Premier

В ближайшее время премьеры не запланированы!

«Котлован» (реж. А. Фёдоров, театр «Старый дом», Новосибирск)

21 december 2023
Нина Цукерман,блог

С Платоновым у меня очень сложные отношения: безусловно, он - один из самых больших писателей русской литературы 20 в., но каждый раз, когда берусь за него, у меня ощущение, что я до него ещё не доросла. Во всяком случае, это очень сложное чтение, когда надо вчитываться в каждое слово, чтобы поймать его уникальный и очень своеобразный язык. С режиссурой Федорова у меня отношения ещё более сложные: признаю, что у него есть своё лицо (что очень ценно, конечно), но не мой это театр - я часто уплываю в его потоке сознания, в его мороке, а его спектакли кажутся слишком ровными, с движением из ниоткуда в никуда.

 

Но, надо сказать, что, Платонов ему очень идёт.
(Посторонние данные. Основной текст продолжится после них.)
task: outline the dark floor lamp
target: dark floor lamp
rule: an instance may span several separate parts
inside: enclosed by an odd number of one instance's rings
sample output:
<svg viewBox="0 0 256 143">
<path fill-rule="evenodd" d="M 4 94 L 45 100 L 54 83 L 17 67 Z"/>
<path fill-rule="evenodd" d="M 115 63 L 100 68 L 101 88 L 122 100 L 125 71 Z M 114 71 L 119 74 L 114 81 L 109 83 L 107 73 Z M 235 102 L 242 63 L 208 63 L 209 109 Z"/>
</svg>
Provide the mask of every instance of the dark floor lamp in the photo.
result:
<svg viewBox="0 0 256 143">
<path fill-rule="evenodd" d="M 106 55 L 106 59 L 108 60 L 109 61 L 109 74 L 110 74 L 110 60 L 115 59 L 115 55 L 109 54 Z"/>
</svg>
Во всяком случае, он поймал ту интонацию, с которой этот текст можно прочитать на сцене, с минимальными потерями, чтобы языковые странности были слышны. Фёдоров работает на контрастах. Актеры (здесь - больше ансамблевая работа, чем яркие индивидуальные роли, хотя я так ждала уже любимых Григорьева и Мамлина) внешне максимально противоположны платоновским героям: рабочие тут выглядят как элегантные франты - слегка набеленные лица, белые (иногда красные) пышные бутоньерки. От инвентаря рабочих - одни лопаты, которыми они отбивают ритм по сцене, заваленной чёрным песком. Правда, эта песочница больше напоминает могилу (не зря мелькает периодически череп, а головы лошадей, абсурдно торчащие из стены, в конце тоже превращаются в большие черепа), да и герои с их набеленными лицами кажутся уже мертвецами, на автомате что-то продолжающими делать. Отсюда и странная интонация, так хорошо подходящая Платонову, - замедленная, со странными паузами, напоминающая то какой-то говор, то мультяшных героев.

 

Из мультипликации в спектакле ещё - девочка. Очень страшный эпизод Платоновной повести, когда девочка обнимает труп матери, здесь, скорее, выглядит сентиментально. Девочка - единственный персонаж, которого в реальности нет на сцене, ее проекция отображается на стене. Но парадоксально ее появление - первая живая интонация, которая появляется в спектакле: посреди странных механизированных то ли кукол, то ли людей ее последний разговор с мамой («Мама, ты жива? Или тебя уже нет?») выглядит контрастно живым. Отсюда и ужас, когда этот ребенок только и может произнести зазубренные слова про героя Ленина и про то, что кулаков надо бить.

 

«Не расти, девочка, - затоскуешь» - точная фраза, потому что этот мир больше похож на морок, в котором как из вакуума высасывают все живое: «Мы ничего теперь не чувствуем - в нас один прах остался».

 

И только планеты, зажигающиеся над сценой поочерёдно, и звездное небо, натянутое над зрительным залом в самом конце, - как жалкая надежда, что где-то в другом мире жизнь устроена несколько лучше.